More than 300 survivors of gun violence gathered for the event.

“They can come here pretty raw. And we need them in the movement. I think we need to create a space where they feel comfortable to share their experiences with us, and where we can hear their experiences with our full hearts. That can be private sometimes,” Grabow said.

Speaker and volunteer La’Shea Cretian has lived with bullets in her body since 1996.

“That’s when a .38 caliber came into my family’s home and I was shot five times by my ex-boyfriend,” Cretian said.

He shot and killed himself that night as well.

In a moment of down time, she was helping to cut out printed prompts for a public speaking exercise. For Cretian, who began telling her story in church, sharing her own experience is not as difficult as hearing from so many others.

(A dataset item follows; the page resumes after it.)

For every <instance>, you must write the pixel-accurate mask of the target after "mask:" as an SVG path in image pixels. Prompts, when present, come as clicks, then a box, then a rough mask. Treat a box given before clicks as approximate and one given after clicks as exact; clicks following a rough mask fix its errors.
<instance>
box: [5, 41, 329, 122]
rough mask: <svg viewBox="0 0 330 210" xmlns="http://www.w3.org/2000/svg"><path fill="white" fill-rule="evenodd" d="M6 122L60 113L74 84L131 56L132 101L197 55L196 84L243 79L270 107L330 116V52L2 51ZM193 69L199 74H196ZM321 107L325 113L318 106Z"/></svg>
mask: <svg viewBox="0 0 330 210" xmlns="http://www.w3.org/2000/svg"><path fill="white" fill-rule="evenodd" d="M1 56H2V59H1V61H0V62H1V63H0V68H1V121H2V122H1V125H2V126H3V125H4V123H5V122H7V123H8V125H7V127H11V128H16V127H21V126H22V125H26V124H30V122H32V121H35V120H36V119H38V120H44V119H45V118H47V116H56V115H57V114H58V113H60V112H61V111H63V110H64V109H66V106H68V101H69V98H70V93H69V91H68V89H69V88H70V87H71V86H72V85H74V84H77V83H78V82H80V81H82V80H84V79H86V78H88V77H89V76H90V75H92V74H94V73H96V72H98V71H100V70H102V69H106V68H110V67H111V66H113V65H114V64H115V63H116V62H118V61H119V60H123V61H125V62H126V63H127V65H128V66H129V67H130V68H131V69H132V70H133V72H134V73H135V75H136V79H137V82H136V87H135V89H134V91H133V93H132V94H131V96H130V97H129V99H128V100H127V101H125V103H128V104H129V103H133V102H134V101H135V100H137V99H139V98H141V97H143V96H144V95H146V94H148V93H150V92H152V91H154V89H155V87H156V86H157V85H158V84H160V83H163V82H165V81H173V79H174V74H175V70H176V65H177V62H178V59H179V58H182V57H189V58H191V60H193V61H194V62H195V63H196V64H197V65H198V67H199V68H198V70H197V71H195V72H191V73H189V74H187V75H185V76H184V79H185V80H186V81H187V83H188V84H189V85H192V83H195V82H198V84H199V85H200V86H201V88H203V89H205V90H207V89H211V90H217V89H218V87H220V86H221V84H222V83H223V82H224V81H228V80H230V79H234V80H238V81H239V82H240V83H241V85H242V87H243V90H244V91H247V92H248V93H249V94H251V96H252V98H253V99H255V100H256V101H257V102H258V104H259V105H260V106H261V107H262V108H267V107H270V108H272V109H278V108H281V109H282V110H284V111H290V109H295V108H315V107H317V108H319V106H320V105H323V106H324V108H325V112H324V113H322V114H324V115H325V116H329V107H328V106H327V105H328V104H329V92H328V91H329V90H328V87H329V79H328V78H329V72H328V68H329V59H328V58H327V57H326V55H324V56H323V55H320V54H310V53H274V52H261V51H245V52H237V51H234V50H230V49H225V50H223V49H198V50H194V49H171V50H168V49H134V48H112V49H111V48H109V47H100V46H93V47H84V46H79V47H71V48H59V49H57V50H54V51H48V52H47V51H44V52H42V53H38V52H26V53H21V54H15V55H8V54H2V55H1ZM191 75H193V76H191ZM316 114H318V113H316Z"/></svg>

“Sometimes I just can’t stop crying because I want to help. For me to stand up and say that I made it, and I have someone next to me and their family member didn’t make it, that’s when it just gets so personal,” she said.

Overall, 1,200 advocates trained on a range of organizing strategies as well as running for public office. The turnout was double that of 2017. The first event in Denver five years ago saw 60 attendees.

Moms Demand membership increased by about 200,000 in the wake of the Parkland, Florida, shooting earlier this year. Founder Shannon Watts says the tragedy was one motivation among many.

“I don’t think it’s any one thing. I do think that women are feeling very empowered since the election of Donald Trump, and they want to either be activists or they want to run for office, and we fill that niche for them,” Watts said.

Volunteers in red and orange Moms Demand Action gear filled the hotel halls between dozens of training panels including “Running for Office,” “Advanced Lobbying” and “The Importance of Self-Care for a Gun Safety Activist.”

In one session, a panel of speakers from New York, Baltimore and Milwaukee emphasized the importance of playing a supportive role for the work many community-based gun violence prevention groups have been doing for years.

One volunteer from Albany, New York, raised the issue of the role of race in gun violence activism: How to navigate the plain fact that many in her chapter are white residents from the suburbs who may be less than fully focused on gun violence in communities of color? A lot to discuss there, came the replies.

“In the last year, 40 percent of the new employees we’ve hired are nonwhite. We are incredibly focused on diversifying our leadership and our volunteers,” said Watts. “We want to make sure that the organization looks like what America looks like and what this issue of gun violence itself looks like.”